Comet Fuzz is a standalone project for generating random data and queries and executing queries against Spark with Comet disabled and enabled and checking for incompatibilities.
Although it is a simple tool it has already been useful in finding many bugs.
Comet Fuzz is inspired by the SparkFuzz paper from Databricks and CWI.
Planned areas of improvement:
From the root of the project, run mvn install -DskipTests to install Comet.
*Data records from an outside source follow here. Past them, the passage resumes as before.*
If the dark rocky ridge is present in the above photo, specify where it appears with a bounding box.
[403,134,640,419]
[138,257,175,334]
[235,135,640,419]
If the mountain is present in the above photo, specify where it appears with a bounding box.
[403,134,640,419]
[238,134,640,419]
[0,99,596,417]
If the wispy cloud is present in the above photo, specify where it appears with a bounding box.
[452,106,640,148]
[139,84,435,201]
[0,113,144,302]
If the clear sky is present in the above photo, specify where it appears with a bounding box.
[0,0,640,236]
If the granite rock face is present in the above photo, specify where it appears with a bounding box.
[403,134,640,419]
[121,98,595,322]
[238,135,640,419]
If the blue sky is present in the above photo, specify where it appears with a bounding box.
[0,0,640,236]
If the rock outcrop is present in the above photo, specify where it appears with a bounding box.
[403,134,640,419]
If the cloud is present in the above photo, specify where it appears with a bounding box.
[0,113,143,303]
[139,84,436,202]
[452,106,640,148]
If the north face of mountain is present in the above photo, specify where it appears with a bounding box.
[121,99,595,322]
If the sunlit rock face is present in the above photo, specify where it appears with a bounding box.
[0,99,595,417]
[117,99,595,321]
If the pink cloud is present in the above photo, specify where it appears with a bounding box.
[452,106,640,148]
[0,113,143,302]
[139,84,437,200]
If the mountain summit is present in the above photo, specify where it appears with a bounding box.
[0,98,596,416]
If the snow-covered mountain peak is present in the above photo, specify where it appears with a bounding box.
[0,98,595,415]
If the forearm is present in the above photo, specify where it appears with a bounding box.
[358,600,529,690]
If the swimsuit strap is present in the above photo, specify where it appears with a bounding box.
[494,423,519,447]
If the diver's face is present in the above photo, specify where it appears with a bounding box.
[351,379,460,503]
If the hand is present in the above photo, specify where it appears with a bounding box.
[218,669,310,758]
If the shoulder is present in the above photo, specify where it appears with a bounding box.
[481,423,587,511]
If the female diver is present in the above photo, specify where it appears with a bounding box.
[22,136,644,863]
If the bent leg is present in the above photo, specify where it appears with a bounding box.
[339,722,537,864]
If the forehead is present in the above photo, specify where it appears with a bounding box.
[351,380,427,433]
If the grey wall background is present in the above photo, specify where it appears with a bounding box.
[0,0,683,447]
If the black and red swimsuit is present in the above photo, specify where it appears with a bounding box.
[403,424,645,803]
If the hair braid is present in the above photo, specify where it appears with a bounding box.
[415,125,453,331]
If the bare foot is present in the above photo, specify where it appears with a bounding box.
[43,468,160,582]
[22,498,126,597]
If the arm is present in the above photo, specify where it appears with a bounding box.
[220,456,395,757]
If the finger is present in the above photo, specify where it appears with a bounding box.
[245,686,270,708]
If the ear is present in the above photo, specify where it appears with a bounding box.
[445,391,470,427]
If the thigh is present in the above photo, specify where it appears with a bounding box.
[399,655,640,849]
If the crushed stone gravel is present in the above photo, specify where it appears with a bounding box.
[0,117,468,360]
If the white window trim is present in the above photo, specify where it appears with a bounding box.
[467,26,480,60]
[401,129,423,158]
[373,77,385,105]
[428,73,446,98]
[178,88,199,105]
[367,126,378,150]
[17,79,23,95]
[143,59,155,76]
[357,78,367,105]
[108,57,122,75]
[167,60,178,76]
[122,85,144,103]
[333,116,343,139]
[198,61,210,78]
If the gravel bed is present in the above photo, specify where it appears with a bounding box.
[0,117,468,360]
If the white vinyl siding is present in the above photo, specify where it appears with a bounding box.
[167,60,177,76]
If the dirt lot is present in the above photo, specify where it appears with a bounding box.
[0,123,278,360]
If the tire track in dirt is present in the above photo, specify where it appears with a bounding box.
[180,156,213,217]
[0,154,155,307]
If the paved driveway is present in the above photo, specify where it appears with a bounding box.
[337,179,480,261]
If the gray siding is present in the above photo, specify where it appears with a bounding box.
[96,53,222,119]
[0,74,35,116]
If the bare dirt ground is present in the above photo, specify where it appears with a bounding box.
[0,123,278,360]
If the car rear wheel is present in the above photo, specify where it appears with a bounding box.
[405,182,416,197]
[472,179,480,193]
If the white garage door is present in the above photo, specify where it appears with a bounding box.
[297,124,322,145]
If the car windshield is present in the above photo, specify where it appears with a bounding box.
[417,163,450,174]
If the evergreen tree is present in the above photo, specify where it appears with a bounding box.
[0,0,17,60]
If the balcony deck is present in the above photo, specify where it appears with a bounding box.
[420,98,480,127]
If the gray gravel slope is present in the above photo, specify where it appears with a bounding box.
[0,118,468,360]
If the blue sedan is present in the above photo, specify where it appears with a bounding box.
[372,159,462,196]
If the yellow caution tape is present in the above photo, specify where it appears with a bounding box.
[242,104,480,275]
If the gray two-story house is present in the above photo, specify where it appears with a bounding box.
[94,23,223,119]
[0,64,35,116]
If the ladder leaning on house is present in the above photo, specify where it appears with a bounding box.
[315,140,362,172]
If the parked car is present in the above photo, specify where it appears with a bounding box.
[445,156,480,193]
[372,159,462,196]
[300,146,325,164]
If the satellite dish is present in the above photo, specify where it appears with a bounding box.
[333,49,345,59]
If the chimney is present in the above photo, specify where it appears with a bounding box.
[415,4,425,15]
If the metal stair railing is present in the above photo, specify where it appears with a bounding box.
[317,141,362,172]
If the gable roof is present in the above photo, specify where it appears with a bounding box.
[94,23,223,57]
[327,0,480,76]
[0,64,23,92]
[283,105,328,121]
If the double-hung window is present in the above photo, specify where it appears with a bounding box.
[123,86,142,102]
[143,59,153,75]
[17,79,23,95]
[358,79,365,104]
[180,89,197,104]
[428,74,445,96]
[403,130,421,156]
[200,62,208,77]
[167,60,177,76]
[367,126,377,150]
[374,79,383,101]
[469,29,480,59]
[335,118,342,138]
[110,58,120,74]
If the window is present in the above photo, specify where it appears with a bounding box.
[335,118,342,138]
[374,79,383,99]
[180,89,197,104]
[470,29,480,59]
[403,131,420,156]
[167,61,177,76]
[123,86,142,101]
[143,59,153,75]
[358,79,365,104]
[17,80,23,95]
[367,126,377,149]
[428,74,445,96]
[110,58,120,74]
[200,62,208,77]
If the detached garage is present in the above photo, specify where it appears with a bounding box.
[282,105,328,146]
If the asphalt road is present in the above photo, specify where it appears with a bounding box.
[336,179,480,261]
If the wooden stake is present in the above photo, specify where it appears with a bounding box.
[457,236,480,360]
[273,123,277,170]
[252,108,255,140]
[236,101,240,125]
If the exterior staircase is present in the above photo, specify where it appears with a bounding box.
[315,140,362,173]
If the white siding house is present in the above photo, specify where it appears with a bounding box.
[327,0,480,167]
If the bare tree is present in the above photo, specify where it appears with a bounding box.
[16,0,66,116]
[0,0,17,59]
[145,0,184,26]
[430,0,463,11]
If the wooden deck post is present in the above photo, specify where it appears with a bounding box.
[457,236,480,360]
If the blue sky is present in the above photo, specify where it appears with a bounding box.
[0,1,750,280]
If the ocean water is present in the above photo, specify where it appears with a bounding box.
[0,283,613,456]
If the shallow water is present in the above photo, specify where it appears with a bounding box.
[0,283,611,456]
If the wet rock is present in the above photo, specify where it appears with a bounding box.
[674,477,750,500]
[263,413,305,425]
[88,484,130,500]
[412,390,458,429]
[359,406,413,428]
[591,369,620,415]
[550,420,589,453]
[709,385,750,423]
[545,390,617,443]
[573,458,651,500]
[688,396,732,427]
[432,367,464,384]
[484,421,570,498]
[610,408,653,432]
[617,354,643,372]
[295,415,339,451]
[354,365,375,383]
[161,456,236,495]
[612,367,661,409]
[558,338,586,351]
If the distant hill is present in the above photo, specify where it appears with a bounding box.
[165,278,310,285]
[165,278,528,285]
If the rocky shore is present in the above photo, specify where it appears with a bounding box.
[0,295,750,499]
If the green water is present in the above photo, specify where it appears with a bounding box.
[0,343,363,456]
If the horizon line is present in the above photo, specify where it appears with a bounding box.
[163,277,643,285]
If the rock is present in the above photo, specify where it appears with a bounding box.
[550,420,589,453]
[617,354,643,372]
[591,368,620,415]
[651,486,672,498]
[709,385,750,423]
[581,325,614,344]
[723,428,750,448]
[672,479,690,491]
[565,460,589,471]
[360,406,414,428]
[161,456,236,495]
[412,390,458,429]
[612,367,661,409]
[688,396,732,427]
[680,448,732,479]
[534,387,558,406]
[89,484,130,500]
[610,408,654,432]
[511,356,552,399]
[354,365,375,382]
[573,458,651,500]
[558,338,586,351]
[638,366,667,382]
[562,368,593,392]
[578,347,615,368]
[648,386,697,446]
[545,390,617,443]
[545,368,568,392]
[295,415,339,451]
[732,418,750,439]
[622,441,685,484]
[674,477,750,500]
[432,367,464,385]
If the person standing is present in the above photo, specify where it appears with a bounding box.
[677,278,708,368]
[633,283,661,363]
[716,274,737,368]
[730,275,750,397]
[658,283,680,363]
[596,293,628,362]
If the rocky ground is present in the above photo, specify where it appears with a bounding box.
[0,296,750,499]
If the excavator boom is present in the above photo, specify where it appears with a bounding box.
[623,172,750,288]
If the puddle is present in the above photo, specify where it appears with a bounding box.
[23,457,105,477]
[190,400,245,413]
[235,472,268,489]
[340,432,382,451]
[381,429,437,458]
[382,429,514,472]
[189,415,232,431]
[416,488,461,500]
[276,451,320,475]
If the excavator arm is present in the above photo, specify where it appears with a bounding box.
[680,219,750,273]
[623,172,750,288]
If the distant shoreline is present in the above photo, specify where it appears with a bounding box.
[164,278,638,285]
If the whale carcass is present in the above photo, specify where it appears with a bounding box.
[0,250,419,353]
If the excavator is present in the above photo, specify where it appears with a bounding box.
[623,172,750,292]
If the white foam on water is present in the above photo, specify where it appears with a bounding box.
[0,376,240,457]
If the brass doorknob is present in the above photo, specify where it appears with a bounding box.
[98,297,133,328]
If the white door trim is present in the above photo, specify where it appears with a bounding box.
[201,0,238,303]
Then build the fuzz testing jar.
mvn package
Set appropriate values for SPARK_HOME, SPARK_MASTER, and COMET_JAR environment variables and then use spark-submit to run CometFuzz against a Spark cluster.
$SPARK_HOME/bin/spark-submit \ --master $SPARK_MASTER \ --class org.apache.comet.fuzz.Main \ target/comet-fuzz-spark3.4_2.12-0.7.0-SNAPSHOT-jar-with-dependencies.jar \ data --num-files=2 --num-rows=200 --exclude-negative-zero --generate-arrays --generate-structs --generate-maps
There is an optional --exclude-negative-zero flag for excluding -0.0 from the generated data, which is sometimes useful because we already know that we often have different behavior for this edge case due to differences between Rust and Java handling of this value.
Generate random queries that are based on the available test files.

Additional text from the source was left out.